Baby arugula’s clean, slightly peppery flavor is terrific with mixed greens, but it really shines as a great salad base on its own, especially if you’re adding sweet and salty ingredients to the combo.

Here we’ve combined wedges of juicy pears with ribbons of crispy prosciutto, adding a garnish of shaved Parmesan for a nutty note. Broiling the prosciutto is an optional step, but we like the effect (and the flavor)! Our basil vinaigrette makes a nice, simple dressing with this salad, but feel free to substitute your favorite.

To make the vinaigrette, place the basil and vinegar in a small food processor or blender and pulse to chop roughly. With the machine running, add the oil in a thin, steady stream. Season with salt and pepper to taste. Set aside at room temperature.

Position a rack about 7 inches below your broiler and preheat on high. Line a rimmed baking sheet with parchment paper or a Silpat liner and set aside.

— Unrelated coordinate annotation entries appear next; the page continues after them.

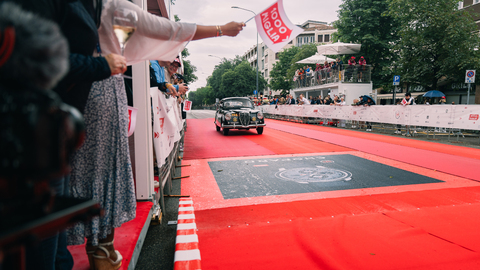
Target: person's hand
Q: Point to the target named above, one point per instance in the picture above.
(232, 28)
(182, 88)
(117, 63)
(172, 91)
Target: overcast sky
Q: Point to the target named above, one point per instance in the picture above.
(218, 12)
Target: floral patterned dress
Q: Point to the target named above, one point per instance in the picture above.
(101, 168)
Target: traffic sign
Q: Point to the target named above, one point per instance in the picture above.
(470, 76)
(396, 80)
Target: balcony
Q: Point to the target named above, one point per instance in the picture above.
(347, 74)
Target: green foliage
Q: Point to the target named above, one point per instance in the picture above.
(188, 68)
(305, 51)
(364, 22)
(436, 40)
(234, 78)
(278, 75)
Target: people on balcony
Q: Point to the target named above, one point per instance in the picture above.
(350, 68)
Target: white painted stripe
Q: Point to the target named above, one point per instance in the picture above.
(187, 216)
(191, 238)
(189, 208)
(187, 255)
(185, 202)
(186, 226)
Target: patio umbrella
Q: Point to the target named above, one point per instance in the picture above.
(316, 58)
(434, 93)
(339, 48)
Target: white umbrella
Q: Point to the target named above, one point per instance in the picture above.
(339, 48)
(316, 58)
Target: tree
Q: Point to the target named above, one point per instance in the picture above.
(364, 22)
(188, 68)
(278, 75)
(436, 41)
(234, 78)
(305, 51)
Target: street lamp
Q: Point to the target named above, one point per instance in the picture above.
(257, 42)
(211, 55)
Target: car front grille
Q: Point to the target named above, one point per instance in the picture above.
(244, 118)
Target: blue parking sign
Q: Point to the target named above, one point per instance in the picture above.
(396, 80)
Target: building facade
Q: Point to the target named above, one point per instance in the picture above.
(314, 32)
(473, 7)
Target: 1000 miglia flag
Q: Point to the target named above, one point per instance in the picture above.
(275, 28)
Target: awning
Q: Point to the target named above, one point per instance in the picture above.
(398, 95)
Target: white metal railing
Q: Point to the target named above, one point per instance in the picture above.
(437, 116)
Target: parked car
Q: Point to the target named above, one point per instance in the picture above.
(238, 113)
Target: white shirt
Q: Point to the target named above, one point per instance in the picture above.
(305, 101)
(155, 37)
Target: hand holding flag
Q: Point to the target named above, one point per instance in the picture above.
(275, 28)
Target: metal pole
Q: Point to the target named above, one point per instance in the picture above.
(258, 90)
(468, 94)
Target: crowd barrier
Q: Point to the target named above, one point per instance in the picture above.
(438, 116)
(168, 134)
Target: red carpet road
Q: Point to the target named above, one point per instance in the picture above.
(428, 226)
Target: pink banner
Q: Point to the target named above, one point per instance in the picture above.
(275, 28)
(187, 105)
(132, 118)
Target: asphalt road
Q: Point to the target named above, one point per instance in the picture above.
(200, 114)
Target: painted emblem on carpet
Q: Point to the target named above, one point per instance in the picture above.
(313, 175)
(303, 174)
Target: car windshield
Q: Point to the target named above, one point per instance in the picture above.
(237, 103)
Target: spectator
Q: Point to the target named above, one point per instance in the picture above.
(335, 100)
(301, 75)
(302, 100)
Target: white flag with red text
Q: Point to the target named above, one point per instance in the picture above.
(275, 28)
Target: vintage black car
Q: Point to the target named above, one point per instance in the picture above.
(238, 113)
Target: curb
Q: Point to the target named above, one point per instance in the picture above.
(187, 253)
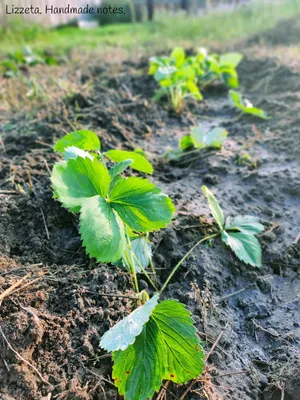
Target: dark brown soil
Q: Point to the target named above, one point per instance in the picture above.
(56, 322)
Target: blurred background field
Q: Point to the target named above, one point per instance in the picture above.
(224, 23)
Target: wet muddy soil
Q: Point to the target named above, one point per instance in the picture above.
(66, 303)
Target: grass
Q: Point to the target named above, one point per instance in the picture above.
(166, 31)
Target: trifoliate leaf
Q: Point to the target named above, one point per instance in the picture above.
(167, 348)
(139, 162)
(142, 254)
(214, 138)
(244, 223)
(245, 246)
(184, 359)
(119, 168)
(77, 179)
(123, 334)
(74, 152)
(232, 59)
(137, 371)
(101, 230)
(84, 139)
(214, 207)
(141, 205)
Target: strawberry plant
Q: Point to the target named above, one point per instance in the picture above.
(198, 140)
(245, 106)
(176, 78)
(179, 76)
(114, 210)
(219, 67)
(237, 232)
(157, 341)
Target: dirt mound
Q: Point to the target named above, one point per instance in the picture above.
(56, 322)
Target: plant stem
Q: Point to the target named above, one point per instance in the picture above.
(145, 272)
(185, 257)
(130, 260)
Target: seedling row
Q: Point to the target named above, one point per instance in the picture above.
(119, 210)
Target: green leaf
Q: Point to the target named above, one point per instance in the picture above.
(184, 359)
(214, 207)
(168, 348)
(141, 205)
(178, 54)
(216, 137)
(72, 184)
(257, 112)
(236, 99)
(186, 142)
(139, 162)
(142, 254)
(245, 246)
(198, 136)
(232, 59)
(244, 223)
(119, 168)
(193, 89)
(84, 139)
(101, 230)
(230, 77)
(137, 371)
(123, 334)
(74, 152)
(245, 106)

Neatly stack the slices of prosciutto on top of each other. With a sharp knife, cut the slices crosswise into 1/2-inch-wide strips. Separate the prosciutto ribbons with your fingers as best you can and transfer them to the prepared baking sheet, arranging them in a single layer. Broil until the prosciutto is just crisp and lightly browned, 4 to 6 minutes, watching closely to make sure it doesn’t burn. Let cool.

Place the arugula in a large bowl and toss with the dressing to taste. Divide the greens among 6 plates. Cut the unpeeled pears into thin wedges and arrange 5 or 6 slices decoratively on top of each salad. Scatter the prosciutto ribbons on top of the arugula, and garnish each serving with shaved Parmesan. Serve immediately.